One signal that a description has become specific enough: reading it should make clear to a human, without context, exactly when this skill should and should not fire. If a colleague could look at the description and say “yes, I’d trigger this for a PR review and not for anything else,” the description is probably good enough.

What makes a skill worth writing

Not every workflow is a good skill candidate. Signs that something is worth encoding:

  • It involves a predictable sequence of tool calls that Claude would otherwise figure out through trial and error (wasting tokens and time)
  • The output format matters and varies across runs without constraints
  • It runs at least a few times per week

Signs that something is not worth it yet:

  • The task changes shape frequently—skills work best for stable workflows
  • The one-line prompt already works reliably—if "summarize this PR in four sections" does what you need every time, a skill adds nothing

The summarize-pr skill above earns its existence because the sequence (fetch metadata, fetch diff, read affected files, produce structured output) is stable, the output format matters for async review, and it runs multiple times per week on any active team.

The skill system is a way to make that institutional knowledge portable. Once the skill exists, anyone on the team—or any project that installs the plugin—gets the same workflow without having to know how to prompt for it.

There is a compounding effect here worth naming. A skill codifies not just “what Claude should do” but “what a correct output looks like.” Teams that ship a structured PR summary skill train reviewers to expect a consistent format. After a few months, the format itself becomes infrastructure—tickets get linked, CHANGELOG entries get written against it, onboarding docs reference it. The skill is load-bearing in ways that weren’t visible when you wrote the 30-line SKILL.md.

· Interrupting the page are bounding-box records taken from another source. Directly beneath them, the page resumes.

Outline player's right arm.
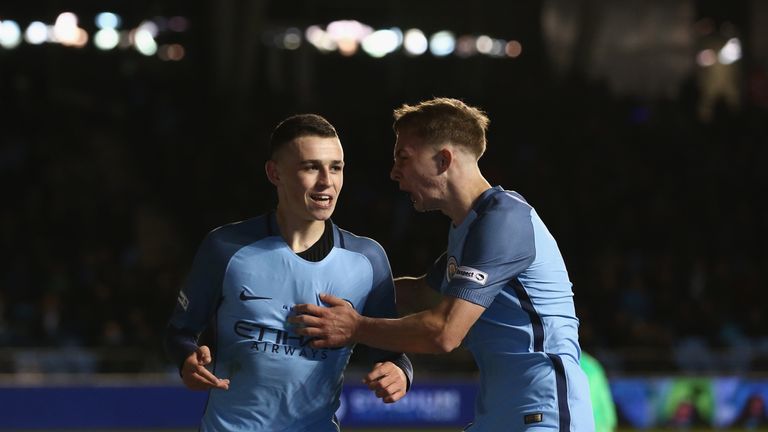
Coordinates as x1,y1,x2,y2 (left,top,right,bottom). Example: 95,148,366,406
164,231,229,390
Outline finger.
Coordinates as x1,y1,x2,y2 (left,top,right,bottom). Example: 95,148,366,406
195,366,225,387
288,315,323,327
382,391,405,403
307,340,342,348
368,375,402,392
291,304,327,316
320,294,352,306
363,369,387,386
196,345,211,365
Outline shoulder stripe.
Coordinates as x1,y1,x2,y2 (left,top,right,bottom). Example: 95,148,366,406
509,278,544,352
504,191,531,207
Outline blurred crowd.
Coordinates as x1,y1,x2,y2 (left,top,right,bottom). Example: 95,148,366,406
0,40,768,373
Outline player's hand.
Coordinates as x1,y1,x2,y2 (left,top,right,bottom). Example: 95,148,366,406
363,362,408,403
288,294,362,348
181,345,229,390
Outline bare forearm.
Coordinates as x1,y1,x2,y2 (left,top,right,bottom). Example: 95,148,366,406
355,310,461,354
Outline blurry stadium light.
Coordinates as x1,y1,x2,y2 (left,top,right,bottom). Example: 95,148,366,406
362,27,403,58
168,16,189,33
72,28,88,48
475,35,493,54
717,38,741,65
136,20,159,39
490,39,507,57
305,25,336,52
0,20,21,49
403,29,429,56
327,20,373,56
456,35,477,58
117,30,131,49
133,28,157,56
696,49,717,67
96,12,122,30
53,12,81,46
280,27,301,50
24,21,48,45
93,27,120,51
504,40,523,58
157,44,184,61
429,30,456,57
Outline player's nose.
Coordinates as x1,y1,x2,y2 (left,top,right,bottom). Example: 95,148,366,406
389,165,401,182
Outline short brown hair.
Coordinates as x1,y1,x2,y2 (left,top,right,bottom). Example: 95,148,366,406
269,114,338,159
392,98,490,159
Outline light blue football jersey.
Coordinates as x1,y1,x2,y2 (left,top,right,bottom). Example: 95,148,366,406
427,186,594,432
170,214,396,432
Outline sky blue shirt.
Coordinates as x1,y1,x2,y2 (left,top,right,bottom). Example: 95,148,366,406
427,186,594,432
169,214,411,432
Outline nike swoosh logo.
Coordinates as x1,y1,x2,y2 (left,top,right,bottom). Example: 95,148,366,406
240,290,272,301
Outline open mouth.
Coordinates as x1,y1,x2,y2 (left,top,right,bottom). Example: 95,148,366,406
309,194,333,207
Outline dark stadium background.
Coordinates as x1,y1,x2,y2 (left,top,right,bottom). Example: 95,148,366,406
0,0,768,427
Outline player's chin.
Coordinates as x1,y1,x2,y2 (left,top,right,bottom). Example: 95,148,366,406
308,203,336,220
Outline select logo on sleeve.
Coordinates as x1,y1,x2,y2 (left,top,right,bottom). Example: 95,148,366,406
178,291,189,311
453,266,488,285
523,413,544,424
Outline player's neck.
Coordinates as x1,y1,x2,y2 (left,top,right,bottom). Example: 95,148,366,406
276,208,325,253
443,172,491,226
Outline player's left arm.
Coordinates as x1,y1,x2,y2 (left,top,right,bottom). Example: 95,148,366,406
363,238,413,403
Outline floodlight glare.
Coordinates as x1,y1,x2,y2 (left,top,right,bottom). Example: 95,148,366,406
24,21,48,45
429,30,456,57
717,38,741,65
403,29,429,56
0,20,21,49
362,29,403,58
133,28,157,56
96,12,122,29
93,27,120,51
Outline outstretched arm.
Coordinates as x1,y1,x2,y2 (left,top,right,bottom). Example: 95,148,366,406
289,294,485,354
181,345,229,390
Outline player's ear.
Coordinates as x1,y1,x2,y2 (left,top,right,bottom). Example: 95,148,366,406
437,147,453,174
264,159,280,186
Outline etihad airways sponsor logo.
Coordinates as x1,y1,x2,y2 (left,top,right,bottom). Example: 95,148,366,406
234,320,343,360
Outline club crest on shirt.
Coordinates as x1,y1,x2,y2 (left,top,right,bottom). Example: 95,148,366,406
445,256,459,282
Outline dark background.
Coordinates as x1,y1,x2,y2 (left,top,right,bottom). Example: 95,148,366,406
0,0,768,373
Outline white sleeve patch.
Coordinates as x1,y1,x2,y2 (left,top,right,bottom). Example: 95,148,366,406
178,291,189,311
453,266,488,285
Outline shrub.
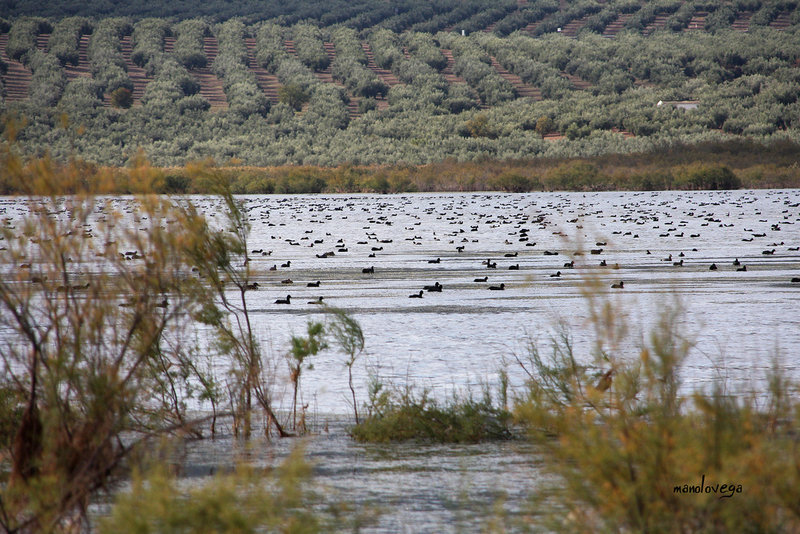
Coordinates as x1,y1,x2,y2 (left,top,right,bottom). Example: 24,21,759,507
515,296,800,533
678,165,742,190
350,383,512,443
110,87,133,109
489,172,533,193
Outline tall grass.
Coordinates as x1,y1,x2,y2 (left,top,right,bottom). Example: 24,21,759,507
514,297,800,533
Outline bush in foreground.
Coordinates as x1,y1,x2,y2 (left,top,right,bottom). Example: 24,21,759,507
351,385,512,443
515,297,800,533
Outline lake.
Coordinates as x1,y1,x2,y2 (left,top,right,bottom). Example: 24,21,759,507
0,190,800,532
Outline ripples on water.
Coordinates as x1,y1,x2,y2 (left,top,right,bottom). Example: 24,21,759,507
0,190,800,532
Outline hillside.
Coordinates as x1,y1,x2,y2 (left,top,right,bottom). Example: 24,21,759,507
0,0,800,165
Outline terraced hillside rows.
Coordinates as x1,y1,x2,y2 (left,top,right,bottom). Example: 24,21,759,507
0,33,31,102
244,37,281,104
484,56,542,100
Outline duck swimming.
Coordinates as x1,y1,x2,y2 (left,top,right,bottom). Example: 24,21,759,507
422,282,442,293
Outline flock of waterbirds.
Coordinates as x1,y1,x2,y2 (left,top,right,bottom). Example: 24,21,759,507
0,191,800,306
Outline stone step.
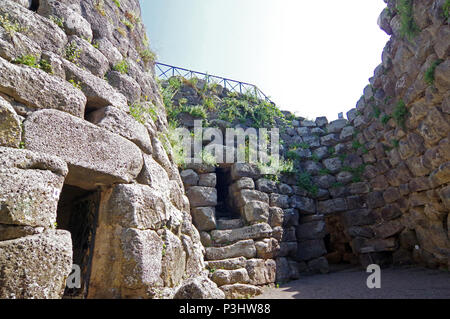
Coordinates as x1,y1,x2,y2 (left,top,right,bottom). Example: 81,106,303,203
211,268,250,287
205,257,247,270
217,219,244,230
206,239,256,261
219,284,262,299
211,223,272,245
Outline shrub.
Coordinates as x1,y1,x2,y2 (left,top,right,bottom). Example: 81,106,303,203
12,54,39,68
397,0,420,40
66,41,82,64
113,60,129,74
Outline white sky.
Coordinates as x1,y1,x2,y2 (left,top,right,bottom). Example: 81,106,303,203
142,0,388,120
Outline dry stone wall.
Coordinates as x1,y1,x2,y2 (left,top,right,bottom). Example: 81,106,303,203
0,0,224,298
170,0,450,290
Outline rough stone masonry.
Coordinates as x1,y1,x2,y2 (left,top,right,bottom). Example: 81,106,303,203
0,0,450,298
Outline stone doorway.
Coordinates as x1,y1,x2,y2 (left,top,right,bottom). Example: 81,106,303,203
56,185,100,298
324,214,359,265
215,166,241,219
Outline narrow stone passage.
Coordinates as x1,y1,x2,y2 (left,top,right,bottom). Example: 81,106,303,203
255,267,450,299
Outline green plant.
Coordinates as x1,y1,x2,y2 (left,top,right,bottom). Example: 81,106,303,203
94,0,106,16
130,102,158,124
66,41,82,64
12,54,39,68
113,60,129,74
319,168,331,175
297,172,319,196
69,79,81,90
352,140,363,150
139,49,156,63
423,59,444,85
50,16,64,29
381,114,391,125
392,100,408,128
116,27,127,37
201,150,217,166
0,13,25,36
391,139,400,148
397,0,420,40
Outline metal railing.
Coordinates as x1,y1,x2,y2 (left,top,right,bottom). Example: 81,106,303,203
155,62,275,105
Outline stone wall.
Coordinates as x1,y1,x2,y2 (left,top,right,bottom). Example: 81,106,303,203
0,0,224,298
169,0,450,284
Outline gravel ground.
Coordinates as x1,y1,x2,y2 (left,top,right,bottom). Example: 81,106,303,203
255,267,450,299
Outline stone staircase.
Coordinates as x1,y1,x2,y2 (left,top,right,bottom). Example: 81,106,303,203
205,219,276,299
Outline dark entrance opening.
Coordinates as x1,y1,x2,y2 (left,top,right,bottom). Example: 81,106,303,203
216,167,241,219
56,185,100,298
324,214,359,265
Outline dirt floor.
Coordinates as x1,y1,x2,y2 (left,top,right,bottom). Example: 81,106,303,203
255,267,450,299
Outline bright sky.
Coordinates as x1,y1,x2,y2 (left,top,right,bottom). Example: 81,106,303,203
141,0,388,120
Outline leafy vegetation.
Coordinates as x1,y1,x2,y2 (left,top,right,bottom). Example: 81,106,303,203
66,41,83,64
397,0,420,40
50,16,64,29
423,59,444,85
130,102,158,124
12,54,39,68
113,60,129,74
69,79,82,90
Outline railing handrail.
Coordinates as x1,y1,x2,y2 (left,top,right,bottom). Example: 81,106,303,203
155,62,275,105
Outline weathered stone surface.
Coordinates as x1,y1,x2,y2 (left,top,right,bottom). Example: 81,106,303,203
0,230,72,299
296,221,326,241
191,207,217,231
211,268,250,287
103,184,176,230
256,178,278,193
235,189,269,207
255,238,280,259
342,209,375,227
206,239,256,260
180,169,203,186
37,0,92,41
270,193,289,208
317,198,348,214
231,163,261,180
290,196,316,214
24,110,143,189
206,257,247,270
0,0,67,53
245,259,277,285
63,60,129,112
198,173,217,187
186,186,217,207
220,284,262,299
211,223,272,244
68,35,109,77
0,96,22,148
160,229,186,287
0,147,67,227
86,106,152,154
307,257,329,274
174,277,225,299
297,239,327,261
244,201,269,223
0,58,86,117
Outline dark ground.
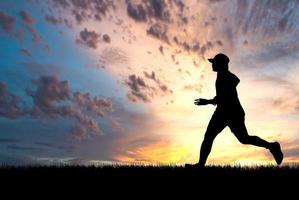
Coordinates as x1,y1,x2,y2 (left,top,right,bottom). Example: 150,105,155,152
0,165,299,199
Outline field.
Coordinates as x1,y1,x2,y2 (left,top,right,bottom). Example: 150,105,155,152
0,165,299,195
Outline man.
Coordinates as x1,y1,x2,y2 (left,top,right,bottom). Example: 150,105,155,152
186,54,283,167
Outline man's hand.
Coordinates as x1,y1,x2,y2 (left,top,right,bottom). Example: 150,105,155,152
194,98,210,106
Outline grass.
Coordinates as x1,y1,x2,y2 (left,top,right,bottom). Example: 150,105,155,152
0,164,299,196
0,164,299,180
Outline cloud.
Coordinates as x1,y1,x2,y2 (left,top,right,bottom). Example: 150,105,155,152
76,28,101,49
103,34,111,43
19,10,35,25
146,23,169,43
22,61,63,76
45,15,63,25
0,76,113,138
71,125,88,141
7,145,44,152
127,0,172,22
27,76,71,118
0,138,20,143
34,142,78,152
27,76,106,135
125,72,173,102
144,71,173,93
21,48,32,57
100,47,129,65
125,74,151,102
0,11,16,33
50,0,116,24
0,82,24,119
127,1,147,22
73,92,112,117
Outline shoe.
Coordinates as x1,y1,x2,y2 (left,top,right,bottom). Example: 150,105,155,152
270,142,283,165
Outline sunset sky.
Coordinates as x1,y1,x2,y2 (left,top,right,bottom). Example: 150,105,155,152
0,0,299,165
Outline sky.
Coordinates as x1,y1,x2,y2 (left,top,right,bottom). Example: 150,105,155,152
0,0,299,165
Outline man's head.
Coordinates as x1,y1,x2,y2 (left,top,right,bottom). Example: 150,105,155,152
208,53,229,72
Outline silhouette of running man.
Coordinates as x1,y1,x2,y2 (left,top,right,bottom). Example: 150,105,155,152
185,53,283,167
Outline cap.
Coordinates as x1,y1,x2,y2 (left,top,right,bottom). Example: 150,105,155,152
208,53,229,64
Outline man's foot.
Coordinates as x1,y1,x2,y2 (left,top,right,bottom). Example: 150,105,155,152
269,142,283,165
185,163,204,169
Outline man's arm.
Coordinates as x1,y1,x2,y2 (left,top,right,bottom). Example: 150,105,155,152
194,97,217,106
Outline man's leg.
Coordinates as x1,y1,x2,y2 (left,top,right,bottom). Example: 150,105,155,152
229,119,283,164
198,114,226,166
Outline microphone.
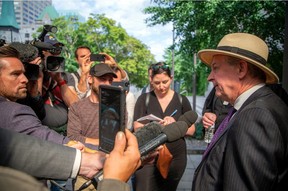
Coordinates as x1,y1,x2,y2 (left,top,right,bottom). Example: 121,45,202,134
79,110,198,190
9,42,38,63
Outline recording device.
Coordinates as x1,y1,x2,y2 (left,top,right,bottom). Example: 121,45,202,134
45,56,65,72
79,110,198,190
9,42,39,80
38,25,58,42
111,80,130,92
204,124,215,143
90,54,105,62
99,85,126,153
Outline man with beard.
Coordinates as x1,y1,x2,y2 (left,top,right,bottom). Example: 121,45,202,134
67,63,117,145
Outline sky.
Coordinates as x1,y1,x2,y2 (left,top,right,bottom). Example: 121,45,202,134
52,0,172,61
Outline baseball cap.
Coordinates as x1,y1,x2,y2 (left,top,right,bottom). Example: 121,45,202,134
90,63,117,78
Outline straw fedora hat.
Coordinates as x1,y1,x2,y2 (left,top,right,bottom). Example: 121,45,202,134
198,33,279,84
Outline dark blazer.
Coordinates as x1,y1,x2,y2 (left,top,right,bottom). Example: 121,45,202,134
0,128,130,191
0,96,69,144
0,128,76,180
192,86,288,191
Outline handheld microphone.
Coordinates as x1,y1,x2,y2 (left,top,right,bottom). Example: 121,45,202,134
79,110,198,190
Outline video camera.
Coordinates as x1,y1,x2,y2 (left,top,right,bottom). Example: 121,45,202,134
29,25,65,72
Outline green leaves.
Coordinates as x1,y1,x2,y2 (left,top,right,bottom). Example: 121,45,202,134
47,14,155,87
145,0,285,94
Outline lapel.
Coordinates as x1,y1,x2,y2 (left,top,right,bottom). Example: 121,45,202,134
195,86,271,169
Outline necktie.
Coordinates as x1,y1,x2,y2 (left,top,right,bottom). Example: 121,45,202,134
203,107,237,158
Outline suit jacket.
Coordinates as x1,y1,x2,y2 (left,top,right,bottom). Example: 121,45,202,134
0,96,69,144
97,179,130,191
0,128,76,180
192,86,288,191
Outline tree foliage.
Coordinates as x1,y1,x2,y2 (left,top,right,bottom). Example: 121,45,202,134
49,14,154,87
145,0,285,93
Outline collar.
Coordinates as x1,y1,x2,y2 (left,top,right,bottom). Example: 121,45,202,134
234,83,265,110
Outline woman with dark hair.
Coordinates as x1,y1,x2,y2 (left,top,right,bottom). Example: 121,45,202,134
133,62,195,191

This is the hidden value of the skills system over ad-hoc prompts. A prompt lives in someone’s head or in a Notion page that rots. A skill lives in the repository, gets reviewed, gets improved, and runs identically for everyone who checks out the code. The gap between “Claude is useful to me personally” and “Claude is useful to our team” closes faster when that shared context is encoded in files rather than folklore.

The next skill worth writing is probably the one you just re-typed from memory for the third time today. The third time is the signal. Write the skill after the second repetition and you will have paid it off by the end of the week.